The Adequacy Illusion — When “Costing Out” Replaces Outcomes
February 24, 2026Here Is What Senator Kim Gets Wrong About Asbury Park
U.S. Senator Andy Kim is concerned about the plight of students enrolled in Asbury Park Public Schools. At a meeting last week at St. Stephen AME Zion Church, a mile from the district, he spoke of the challenges to students there , which he ascribed to lack of resources. “They are getting rid of elective classes there because they don’t have enough resources to be able to do it. They are getting rid of sports programs… the students there just didn’t feel like they were — at all — getting the kind of education that they deserve.”
No argument there: For decades students enrolled in this tiny district have been cheated out of academic opportunities available in more functional districts.
But, with all due respect to Sen. Kim, the challenges in Asbury Park schools have nothing to do with a lack of resources.
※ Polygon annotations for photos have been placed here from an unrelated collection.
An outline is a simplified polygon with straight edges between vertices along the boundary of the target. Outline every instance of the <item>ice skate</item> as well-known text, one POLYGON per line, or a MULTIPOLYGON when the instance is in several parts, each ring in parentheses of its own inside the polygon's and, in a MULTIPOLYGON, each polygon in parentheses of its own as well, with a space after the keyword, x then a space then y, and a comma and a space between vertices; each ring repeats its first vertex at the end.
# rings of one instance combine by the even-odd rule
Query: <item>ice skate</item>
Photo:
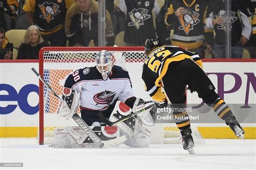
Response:
POLYGON ((242 128, 234 115, 231 115, 226 119, 226 124, 230 126, 231 130, 238 138, 245 140, 245 131, 242 128))
POLYGON ((190 154, 194 154, 194 141, 191 135, 191 129, 188 128, 180 131, 182 136, 182 145, 183 148, 187 150, 190 154))

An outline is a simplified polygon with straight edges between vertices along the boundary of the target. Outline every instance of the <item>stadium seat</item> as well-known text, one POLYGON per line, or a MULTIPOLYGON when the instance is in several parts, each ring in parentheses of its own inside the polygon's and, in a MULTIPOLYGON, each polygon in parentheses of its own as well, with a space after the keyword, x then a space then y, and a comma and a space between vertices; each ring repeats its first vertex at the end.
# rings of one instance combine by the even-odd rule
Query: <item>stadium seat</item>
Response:
POLYGON ((18 50, 14 49, 14 52, 12 52, 12 59, 16 59, 17 56, 18 56, 18 50))
POLYGON ((124 42, 124 31, 119 32, 116 36, 114 44, 119 46, 125 46, 125 43, 124 42))
POLYGON ((26 31, 26 30, 10 30, 5 32, 5 36, 10 43, 14 44, 14 48, 18 49, 26 31))

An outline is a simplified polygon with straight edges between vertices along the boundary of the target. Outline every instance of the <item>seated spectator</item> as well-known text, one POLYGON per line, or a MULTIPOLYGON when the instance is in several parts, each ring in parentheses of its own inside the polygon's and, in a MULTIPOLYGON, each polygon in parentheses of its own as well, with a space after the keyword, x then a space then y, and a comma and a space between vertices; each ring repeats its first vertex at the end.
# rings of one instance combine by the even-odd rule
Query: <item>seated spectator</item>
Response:
MULTIPOLYGON (((98 3, 94 0, 76 0, 68 10, 65 31, 69 45, 87 46, 91 40, 98 46, 98 3)), ((106 36, 108 46, 114 44, 111 18, 106 10, 106 36)))
POLYGON ((37 27, 31 25, 28 29, 19 47, 17 59, 38 59, 40 49, 48 46, 50 44, 44 41, 37 27))
POLYGON ((0 6, 4 9, 4 12, 10 16, 11 19, 11 28, 14 28, 19 4, 17 0, 0 0, 0 6))
POLYGON ((14 44, 8 42, 4 29, 0 27, 0 59, 12 59, 14 44))
POLYGON ((74 0, 26 0, 23 10, 29 25, 36 25, 52 46, 65 46, 65 16, 74 0))

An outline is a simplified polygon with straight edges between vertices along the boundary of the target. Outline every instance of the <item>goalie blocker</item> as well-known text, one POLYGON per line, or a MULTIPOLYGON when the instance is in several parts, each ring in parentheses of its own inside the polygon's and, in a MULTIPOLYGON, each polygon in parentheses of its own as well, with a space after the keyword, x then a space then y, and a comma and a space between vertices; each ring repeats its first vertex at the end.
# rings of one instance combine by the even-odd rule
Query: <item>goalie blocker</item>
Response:
MULTIPOLYGON (((73 116, 79 106, 78 94, 76 91, 65 88, 62 98, 65 102, 60 103, 58 114, 68 119, 73 116)), ((147 147, 150 143, 152 133, 146 128, 146 126, 153 126, 154 124, 154 121, 150 113, 150 110, 154 106, 153 102, 144 101, 142 99, 135 97, 129 98, 126 101, 128 105, 133 106, 131 107, 132 109, 120 101, 117 101, 114 107, 111 108, 112 112, 110 117, 110 120, 117 121, 121 119, 117 126, 120 128, 121 134, 125 134, 127 137, 128 140, 125 142, 126 145, 133 147, 147 147), (139 112, 140 111, 141 112, 139 112), (128 117, 125 120, 122 120, 123 117, 127 117, 133 112, 139 113, 131 117, 128 117)), ((101 114, 102 115, 102 112, 101 114)), ((99 126, 104 124, 104 122, 96 121, 93 122, 92 124, 99 126)), ((72 147, 75 147, 75 146, 77 147, 90 146, 87 144, 77 144, 79 142, 74 139, 76 139, 75 138, 76 137, 75 135, 76 132, 71 132, 71 130, 72 128, 57 130, 56 132, 57 133, 56 133, 55 136, 55 144, 53 145, 55 147, 57 146, 57 147, 60 146, 66 147, 66 145, 72 147), (67 131, 69 132, 66 132, 67 131), (64 140, 66 138, 66 139, 64 140), (66 143, 66 144, 63 144, 63 143, 66 143)), ((76 131, 77 132, 77 130, 76 131)), ((80 133, 78 133, 79 135, 82 135, 80 133)), ((80 143, 81 143, 80 141, 80 143)))

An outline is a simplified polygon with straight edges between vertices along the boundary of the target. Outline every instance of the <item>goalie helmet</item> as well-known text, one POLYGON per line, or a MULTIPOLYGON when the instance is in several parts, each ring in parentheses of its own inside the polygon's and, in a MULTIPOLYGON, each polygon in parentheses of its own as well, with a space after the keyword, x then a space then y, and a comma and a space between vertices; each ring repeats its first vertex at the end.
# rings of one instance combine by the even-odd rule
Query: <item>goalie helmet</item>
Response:
POLYGON ((114 56, 106 50, 102 50, 97 54, 95 61, 97 69, 102 74, 103 80, 106 80, 114 64, 114 56))
POLYGON ((160 39, 157 38, 147 38, 145 42, 145 54, 147 55, 157 47, 161 46, 160 39))

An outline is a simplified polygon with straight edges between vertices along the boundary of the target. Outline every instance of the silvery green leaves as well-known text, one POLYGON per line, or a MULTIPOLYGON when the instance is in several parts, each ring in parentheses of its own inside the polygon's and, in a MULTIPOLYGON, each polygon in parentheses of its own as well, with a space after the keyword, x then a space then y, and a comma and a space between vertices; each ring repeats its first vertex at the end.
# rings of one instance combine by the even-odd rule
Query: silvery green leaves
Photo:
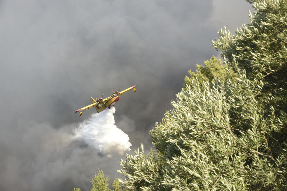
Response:
POLYGON ((281 149, 277 138, 270 138, 286 128, 286 115, 258 104, 262 83, 244 73, 235 81, 193 80, 151 131, 157 151, 146 155, 142 146, 122 161, 122 182, 142 190, 286 187, 286 142, 281 141, 281 149))

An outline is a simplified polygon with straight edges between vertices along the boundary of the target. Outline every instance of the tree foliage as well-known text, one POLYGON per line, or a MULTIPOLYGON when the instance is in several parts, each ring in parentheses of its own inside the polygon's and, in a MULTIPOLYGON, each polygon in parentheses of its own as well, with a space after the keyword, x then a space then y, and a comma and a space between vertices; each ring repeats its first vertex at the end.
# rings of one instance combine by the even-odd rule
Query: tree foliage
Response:
MULTIPOLYGON (((95 173, 95 176, 91 181, 93 187, 90 190, 90 191, 121 191, 123 190, 121 184, 116 177, 112 184, 113 190, 109 189, 108 182, 109 180, 109 177, 104 174, 103 171, 99 169, 97 175, 95 173)), ((73 191, 81 191, 81 189, 74 188, 73 191)))
POLYGON ((184 85, 184 87, 187 85, 192 84, 193 79, 197 78, 199 84, 202 85, 204 81, 211 82, 214 79, 218 78, 221 81, 224 81, 228 78, 232 78, 236 76, 232 70, 227 72, 225 69, 226 67, 222 65, 221 60, 217 59, 214 56, 211 57, 209 61, 204 61, 204 66, 199 65, 198 64, 196 64, 197 70, 196 73, 192 72, 191 70, 188 71, 191 77, 185 76, 184 85))
POLYGON ((226 70, 197 66, 150 131, 157 151, 121 161, 129 190, 287 190, 287 2, 248 1, 251 22, 213 42, 226 70))
MULTIPOLYGON (((249 78, 264 81, 264 96, 280 94, 286 98, 287 0, 253 1, 257 11, 254 16, 249 13, 251 22, 243 25, 234 35, 222 29, 219 38, 213 41, 213 47, 222 51, 228 66, 234 69, 238 64, 249 78), (260 73, 262 76, 258 76, 260 73)), ((286 102, 280 102, 284 106, 281 109, 286 108, 286 102)))

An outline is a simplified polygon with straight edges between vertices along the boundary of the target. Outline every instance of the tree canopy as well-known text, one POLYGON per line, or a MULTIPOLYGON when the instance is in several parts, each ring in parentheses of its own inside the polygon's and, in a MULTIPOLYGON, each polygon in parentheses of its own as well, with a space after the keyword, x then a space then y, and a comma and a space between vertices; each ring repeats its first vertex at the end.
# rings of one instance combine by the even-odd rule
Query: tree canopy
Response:
POLYGON ((150 131, 156 150, 121 160, 126 190, 287 190, 287 0, 247 1, 251 22, 213 41, 225 66, 190 71, 150 131))
POLYGON ((190 71, 150 131, 156 151, 121 161, 127 188, 287 190, 287 2, 249 1, 251 22, 213 42, 226 67, 213 57, 190 71))

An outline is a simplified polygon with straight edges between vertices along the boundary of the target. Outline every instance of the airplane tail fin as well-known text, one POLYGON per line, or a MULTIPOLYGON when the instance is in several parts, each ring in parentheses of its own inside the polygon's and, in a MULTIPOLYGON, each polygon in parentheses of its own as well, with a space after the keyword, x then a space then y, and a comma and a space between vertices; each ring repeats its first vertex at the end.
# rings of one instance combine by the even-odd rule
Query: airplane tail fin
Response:
POLYGON ((134 86, 132 87, 132 89, 134 90, 134 93, 135 92, 135 91, 137 91, 137 88, 135 88, 135 86, 134 86))

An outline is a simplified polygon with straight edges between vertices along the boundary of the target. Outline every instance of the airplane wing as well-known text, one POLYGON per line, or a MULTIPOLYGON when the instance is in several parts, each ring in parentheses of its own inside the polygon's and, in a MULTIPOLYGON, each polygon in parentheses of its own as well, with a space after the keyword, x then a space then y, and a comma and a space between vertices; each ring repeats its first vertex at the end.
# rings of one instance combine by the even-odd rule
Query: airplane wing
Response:
POLYGON ((95 106, 96 105, 96 104, 97 104, 96 103, 95 103, 91 105, 89 105, 88 106, 86 106, 86 107, 84 107, 83 108, 81 108, 81 109, 79 109, 76 111, 76 112, 75 112, 75 113, 76 113, 77 112, 79 112, 80 115, 79 116, 80 116, 82 115, 82 113, 81 111, 86 110, 88 110, 90 108, 91 108, 92 107, 95 107, 95 106))
POLYGON ((137 90, 137 89, 136 89, 136 88, 135 88, 135 87, 136 87, 136 86, 132 86, 132 87, 129 87, 129 88, 128 88, 127 89, 126 89, 125 90, 124 90, 123 91, 121 91, 121 92, 120 92, 120 96, 121 96, 123 94, 125 93, 126 92, 127 92, 127 91, 129 91, 129 90, 132 90, 132 89, 133 89, 133 90, 134 90, 134 93, 135 92, 135 91, 136 91, 137 90))

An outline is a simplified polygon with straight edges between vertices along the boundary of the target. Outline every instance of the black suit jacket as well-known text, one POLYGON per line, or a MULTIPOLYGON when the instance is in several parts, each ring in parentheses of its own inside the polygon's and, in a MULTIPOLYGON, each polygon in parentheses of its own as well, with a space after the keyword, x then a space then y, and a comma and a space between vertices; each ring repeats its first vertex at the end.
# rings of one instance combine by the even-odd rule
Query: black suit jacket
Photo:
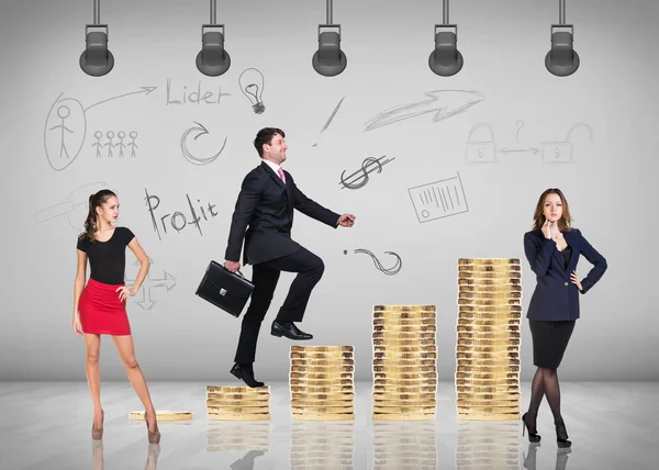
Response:
POLYGON ((256 265, 291 255, 300 245, 291 239, 293 209, 331 227, 339 214, 323 208, 302 193, 293 177, 283 171, 286 184, 265 161, 254 168, 241 187, 234 209, 224 259, 238 261, 243 238, 243 262, 256 265))
POLYGON ((604 275, 606 259, 574 228, 563 232, 568 245, 572 247, 572 257, 567 269, 563 268, 561 253, 556 242, 545 238, 541 230, 524 234, 524 251, 530 269, 536 275, 537 286, 530 298, 527 318, 561 321, 579 318, 579 289, 570 279, 577 269, 580 255, 588 259, 593 268, 581 280, 582 291, 587 293, 604 275))

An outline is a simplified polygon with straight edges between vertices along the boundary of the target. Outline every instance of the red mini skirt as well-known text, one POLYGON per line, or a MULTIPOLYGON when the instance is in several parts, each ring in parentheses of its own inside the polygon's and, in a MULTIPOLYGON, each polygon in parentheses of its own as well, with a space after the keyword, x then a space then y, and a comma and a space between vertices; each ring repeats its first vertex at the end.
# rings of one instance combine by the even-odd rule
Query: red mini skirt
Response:
POLYGON ((126 301, 116 290, 124 284, 105 284, 89 279, 80 294, 78 312, 83 333, 125 336, 131 334, 126 301))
Back in 2017, the state allotted Asbury Park students $42,382 per year, one of the highest allotments in the state. The results of those ample resources? At Dr. Martin Luther King Middle School, which served students grade 6-8, 12.6% of students demonstrated grade level proficiency in reading; math proficiency rates were so low the state redacted them. At Asbury Park High School, four out of five students couldn’t read at grade level and, again, the DOE redacted math scores. Forty percent of students were chronically absent yet the graduation rate was 83%. That inflated graduation rate was why Gov. Phil Murphy said he selected Asbury Park Superintendent Lamont Repollet as his Education Commissioner.
(It was Repollet, by the way, who implemented the “64 Floor,” a scheme which forbid teachers from giving students a grade lower then 64. This scaffolded the pretense of student success, only debunked through objective state standardized tests. )
Sen. Kim is right that Asbury Park has lost money: state aid is dependent on how many kids attend school in the district and over the last six years enrollment has dropped by about 25% (from 1,837 students in 2017 students to 1,440 students in 2025 as parents vote with their feet). That $42K is now $33K, still more than most districts (the state average is $21,199) but, sure, the district has to make some cuts, especially given the loss of temporary federal Covid aid. Asbury Park is also burdened with a dearth of affordable housing due to rapid gentrification, an important focus of Kim’s remarks.
Yet the challenges faced by Asbury Park students have nothing to do with whether the state provides adequate resources to effectively educate students. As Evan Scott wrote yesterday, “the method we use for determining ‘adequate’ school funding is divorced from what actually drives student learning gains.”
What if our new Education Commissioner Dr. Lily Laux stepped up and required districts to adopt high-quality curricula backed up with DOE-led coaches and high-dosage tutoring? What if New Jersey dosed itself with some Narcan to quell its addiction to local control and emulated states that have tolerated top-down data-driven mandates for accountability and transparency?
“We pride ourselves as a state in having some of the top, if not the best, public schools in the country,” said Sen. Kim, “and they deserve better here in Asbury.”
Yes, they do deserve better. But until we stop equating money with student learning, Asbury Park students are trapped.